Media. News and press releases from across Man Group.

Results for the financial year ended 31 December 2015

24 February 2016

Key points

  • Fund under Management (FUM) up 8% to $78.7 billion (31 December 2014: $72.9 billion)
    • Gross sales of $22.9 billion (2014: $21.9 billion)
    • Redemptions of $22.6 billion (2014: $18.6 billion)
    • Net inflows of $0.3 billion (2014: net inflows $3.3 billion)
    • Investment movement of $2.4 billion (2014: $3.6 billion)
    • FX translation effects and other movements of -$3.0 billion (2014: -$4.3 billion)
    • Acquisition of Silvermine, NewSmith and the BAML fund of hedge funds portfolio completed during the first half of the year, adding $6.1 billion to FUM
  • Adjusted profit before tax (PBT) of $400 million in 2015 (2014: $481 million):
    • Net management fee profit broadly in line with 2014
    • Net performance fee profit down following a very strong year in 2014
  • Statutory PBT for the year ended 31 December 2015 of $184 million (2014: $384 million)
  • Proposed final dividend of 4.8 cents per share bringing total dividend for the year to 10.2 cents (2014: 10.1 cents)
  • Surplus regulatory capital of $453 million at 31 December 2015 (2014: $419m); $480 million pro-forma for inclusion of H2 profits and final dividend

Manny Roman, Chief Executive Officer of Man, said:

“Against a backdrop of challenging market conditions, 2015 was another year of good progress for Man Group. We have delivered against our strategic objectives, continuing to enhance our investment capabilities through the successful integration of three acquisitions that completed in the first half of the year and the appointment of some high calibre investment managers to the firm.
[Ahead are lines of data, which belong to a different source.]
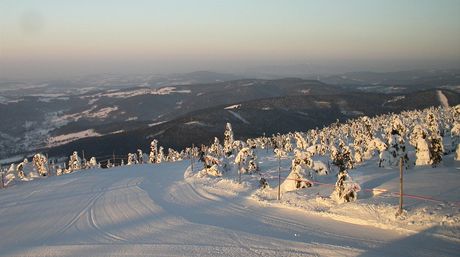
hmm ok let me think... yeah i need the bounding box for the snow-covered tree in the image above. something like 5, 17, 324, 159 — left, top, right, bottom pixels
16, 158, 33, 179
456, 144, 460, 161
274, 148, 287, 159
149, 139, 158, 163
332, 141, 354, 172
410, 125, 431, 166
354, 145, 363, 164
248, 158, 258, 173
127, 153, 137, 165
106, 159, 114, 168
68, 151, 82, 172
331, 170, 360, 203
450, 123, 460, 153
167, 148, 181, 162
87, 157, 98, 168
137, 149, 144, 164
209, 137, 223, 157
427, 112, 444, 166
259, 177, 269, 189
283, 136, 293, 152
32, 153, 48, 176
235, 147, 258, 174
280, 159, 312, 192
199, 155, 222, 177
223, 123, 234, 156
246, 138, 257, 149
430, 134, 444, 167
387, 131, 409, 167
294, 132, 308, 150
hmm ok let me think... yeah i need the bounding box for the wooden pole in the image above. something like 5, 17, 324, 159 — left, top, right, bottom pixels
278, 154, 281, 201
398, 157, 404, 215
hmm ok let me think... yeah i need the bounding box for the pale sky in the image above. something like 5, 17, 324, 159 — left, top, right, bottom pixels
1, 0, 459, 79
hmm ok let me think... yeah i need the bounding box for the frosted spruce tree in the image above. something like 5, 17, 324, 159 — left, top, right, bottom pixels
456, 144, 460, 161
106, 159, 114, 168
427, 112, 444, 166
294, 132, 308, 150
235, 147, 258, 174
167, 148, 180, 162
68, 151, 82, 172
209, 137, 223, 157
32, 153, 48, 176
235, 147, 250, 174
223, 123, 234, 157
387, 130, 409, 167
451, 123, 460, 154
16, 159, 31, 179
88, 157, 98, 168
157, 146, 165, 163
331, 170, 360, 203
199, 155, 222, 177
283, 136, 293, 152
149, 139, 158, 163
410, 125, 431, 166
127, 153, 137, 165
246, 138, 257, 149
332, 141, 354, 172
137, 149, 144, 164
280, 155, 311, 192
FUM increased by 8% driven by acquisitions and flows were slightly positive in the year with net inflows of $2.9 billion in the second half.

Looking forward, the on-going volatility in the markets in which we operate remains very challenging and, accordingly, the risk appetite of our clients might impact flows. However, we now have a more diversified offering and a range of attractive options for growth, which have strengthened the firm and enhanced our resilience as a business.”